Joonho spoke without turning.
“Rules,” he said.
Yerin’s jaw tightened.
“More rules.”
Joonho’s gaze met hers in the rearview mirror. His eyes were calm, but there was a faint edge.
“Not mine,” he said. “For safety.”
Yerin exhaled.
“Fine.”
Joonho lifted a hand, counting off.
“One: don’t stop if someone calls your name from behind.”
Yerin frowned.
“That’s ridiculous.”
“It’s common,” he replied.
“Two: if someone approaches with a phone too close, you move behind me.”
Yerin’s mouth tightened.
“I’m not hiding behind you.”
Joonho’s voice stayed even.
“Then get hit by a camera lens.”
Yerin glared.
Joonho continued.
“Three: you don’t argue with staff in public.”
Yerin’s laugh came out once, dry.
“So I can argue with you.”
Joonho’s gaze flicked to her.
“Yes,” he said.
The answer was so simple it caught her off guard.
She stared at his profile.
He didn’t look back.
The sedan turned into Yeonnam-dong, where streets narrowed and the air changed. It smelled like roasted beans and damp leaves, like people trying to make life slower on purpose.
They parked near a café that looked too aesthetic to be real: warm wood, clean signage, a line of people holding cups like accessories.
Yerin’s phone buzzed.
A message from an unknown number.
카페 앞. 사람 많아. (kape ap. saram manha.) – In front of the café. Lots of people.
It wasn’t Rin.
It wasn’t Taesung.
Yerin’s throat tightened.
She looked up.
There were people across the street–some with cameras hanging from their necks, some pretending not to watch.
Joonho opened his door.
He didn’t reach back for her hand. He didn’t perform intimacy before it was required.

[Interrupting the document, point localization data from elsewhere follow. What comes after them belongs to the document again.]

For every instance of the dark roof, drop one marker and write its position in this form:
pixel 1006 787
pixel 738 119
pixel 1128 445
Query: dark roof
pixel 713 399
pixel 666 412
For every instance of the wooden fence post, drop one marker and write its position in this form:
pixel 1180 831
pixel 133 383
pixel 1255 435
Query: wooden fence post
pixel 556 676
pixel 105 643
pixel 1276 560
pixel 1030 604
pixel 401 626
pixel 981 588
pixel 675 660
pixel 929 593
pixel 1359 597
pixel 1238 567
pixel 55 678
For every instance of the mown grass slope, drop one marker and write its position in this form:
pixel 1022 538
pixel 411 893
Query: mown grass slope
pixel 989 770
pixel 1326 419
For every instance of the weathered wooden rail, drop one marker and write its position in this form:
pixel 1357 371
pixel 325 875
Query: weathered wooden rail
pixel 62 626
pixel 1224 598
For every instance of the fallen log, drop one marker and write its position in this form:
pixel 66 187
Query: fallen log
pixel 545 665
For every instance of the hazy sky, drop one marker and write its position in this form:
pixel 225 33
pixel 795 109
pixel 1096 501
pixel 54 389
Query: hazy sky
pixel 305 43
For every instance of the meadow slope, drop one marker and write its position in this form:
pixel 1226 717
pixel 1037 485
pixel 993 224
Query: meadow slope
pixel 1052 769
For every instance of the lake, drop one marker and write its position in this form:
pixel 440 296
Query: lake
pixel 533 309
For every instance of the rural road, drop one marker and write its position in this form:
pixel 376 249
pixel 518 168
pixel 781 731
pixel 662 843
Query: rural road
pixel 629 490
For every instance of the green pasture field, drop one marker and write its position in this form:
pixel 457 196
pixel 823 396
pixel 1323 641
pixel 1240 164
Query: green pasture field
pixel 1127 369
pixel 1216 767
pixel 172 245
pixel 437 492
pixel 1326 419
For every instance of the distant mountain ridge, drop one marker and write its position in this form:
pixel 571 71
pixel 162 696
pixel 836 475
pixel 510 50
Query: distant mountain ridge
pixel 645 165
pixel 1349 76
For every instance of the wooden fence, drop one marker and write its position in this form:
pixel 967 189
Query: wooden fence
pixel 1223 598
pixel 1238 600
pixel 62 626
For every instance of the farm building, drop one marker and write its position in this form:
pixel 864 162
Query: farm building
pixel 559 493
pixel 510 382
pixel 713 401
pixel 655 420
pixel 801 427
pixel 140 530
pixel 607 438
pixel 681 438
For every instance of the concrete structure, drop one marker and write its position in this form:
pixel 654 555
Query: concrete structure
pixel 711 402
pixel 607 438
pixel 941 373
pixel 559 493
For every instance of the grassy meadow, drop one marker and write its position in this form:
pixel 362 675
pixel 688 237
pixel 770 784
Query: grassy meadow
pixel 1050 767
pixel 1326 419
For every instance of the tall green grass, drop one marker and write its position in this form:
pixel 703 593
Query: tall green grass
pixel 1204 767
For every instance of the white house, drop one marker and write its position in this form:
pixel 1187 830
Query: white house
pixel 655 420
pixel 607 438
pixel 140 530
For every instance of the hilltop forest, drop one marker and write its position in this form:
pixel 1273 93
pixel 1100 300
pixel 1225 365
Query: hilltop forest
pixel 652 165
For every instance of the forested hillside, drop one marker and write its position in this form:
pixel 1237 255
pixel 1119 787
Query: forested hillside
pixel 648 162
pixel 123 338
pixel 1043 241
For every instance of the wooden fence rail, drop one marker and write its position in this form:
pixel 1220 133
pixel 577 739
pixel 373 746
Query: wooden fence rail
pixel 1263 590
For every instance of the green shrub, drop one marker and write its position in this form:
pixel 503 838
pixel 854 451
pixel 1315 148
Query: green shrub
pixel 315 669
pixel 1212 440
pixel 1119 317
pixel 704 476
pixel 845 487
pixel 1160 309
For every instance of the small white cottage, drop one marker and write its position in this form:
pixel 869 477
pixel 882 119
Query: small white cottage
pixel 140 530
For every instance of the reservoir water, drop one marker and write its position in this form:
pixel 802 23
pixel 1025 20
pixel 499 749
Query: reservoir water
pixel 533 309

That restraint, oddly, made her breathe easier.
They stepped out.
The air was cool, the kind that carried the last of autumn and the first whisper of winter. Yerin’s breath fogged faintly.
A camera shutter clicked.
Then another.
Joonho didn’t flinch.
He walked at a steady pace, not too fast, not too slow. The kind of pace that said: we know you’re here, and you don’t control our movement.
Yerin matched his stride.
Her heart beat hard in her chest.
She hated this.
The café line shifted, people turning their heads. A young woman nudged her friend, whispering. A man lifted his phone slightly, pretending to check the time.
Yerin kept her face neutral.
She could do this.
She had survived newsroom politics, editors who smiled while cutting her stories, idols who cried in interview rooms and then smiled on stage like nothing had happened.
This was just another performance.
They reached the café entrance.
A staff member stood just inside, wearing a headset.
“하나, 둘–” (hana, dul–) – One, two–
She gestured subtly.
There.
The spot.
The angle.
Yerin’s jaw tightened.
Joonho leaned slightly toward her.
“손.” (son.) – Hand.
One syllable.
Not pleading.
Not commanding.
Practical.
Yerin glanced at his hand.
His fingers were relaxed, palm open.
It should have been easy to ignore. To walk ahead and let the cameras capture distance.
But she understood what Taesung wanted.
Proof.
Stability.
A woman who wasn’t alone.
Yerin placed her hand lightly into his.
His fingers closed gently around hers.
Warm.
Steady.
Not possessive.
Her pulse jumped anyway.
The shutters intensified.
Joonho guided her forward two steps, then paused–subtle, letting the cameras catch the silhouette.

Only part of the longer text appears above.